NG23C-06:
Transport map-accelerated Markov chain Monte Carlo for Bayesian parameter inference
Tuesday, 16 December 2014: 2:55 PM
Youssef Marzouk and Matthew Parno, Massachusetts Institute of Technology, Department of Aeronautics and Astronautics, Cambridge, MA, United States
Abstract:
We introduce a new framework for efficient posterior sampling in Bayesian inference, using a combination of optimal transport maps and the Metropolis-Hastings rule. The core idea is to use transport maps to transform typical Metropolis proposal mechanisms (e.g., random walks, Langevin methods, Hessian-preconditioned Langevin methods) into non-Gaussian proposal distributions that can more effectively explore the target density.
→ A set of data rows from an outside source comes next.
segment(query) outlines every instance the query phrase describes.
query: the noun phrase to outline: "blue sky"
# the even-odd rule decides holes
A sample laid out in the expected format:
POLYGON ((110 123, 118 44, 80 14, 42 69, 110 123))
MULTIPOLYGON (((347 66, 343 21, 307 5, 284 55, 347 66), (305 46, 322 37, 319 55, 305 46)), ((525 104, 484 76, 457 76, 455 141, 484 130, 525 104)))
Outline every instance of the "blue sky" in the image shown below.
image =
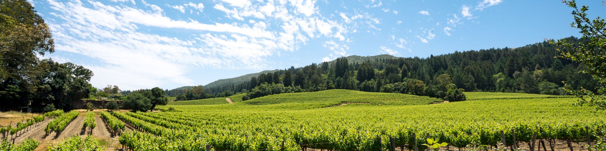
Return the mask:
MULTIPOLYGON (((28 0, 53 31, 41 56, 93 86, 205 85, 350 55, 430 54, 579 36, 560 1, 28 0)), ((605 14, 600 1, 580 1, 605 14)), ((595 16, 591 16, 595 17, 595 16)))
Our approach adaptively constructs a lower triangular transport map—i.e., a Knothe-Rosenblatt re-arrangement—using information from previous MCMC states, via the solution of an optimization problem. Crucially, this optimization problem is convex regardless of the form of the target distribution. It is solved efficiently using Newton or quasi-Newton methods, but the formulation is such that these methods require no derivative information from the target probability distribution; the target distribution is instead represented via samples. Sequential updates using the alternating direction method of multipliers enable efficient and parallelizable adaptation of the map even for large numbers of samples. We show that this approach uses inexact or truncated maps to produce an adaptive MCMC algorithm that is ergodic for the exact target distribution. Numerical demonstrations on a range of parameter inference problems involving both ordinary and partial differential equations show multiple order-of-magnitude speedups over standard MCMC techniques, measured by the number of effectively independent samples produced per model evaluation and per unit of wallclock time.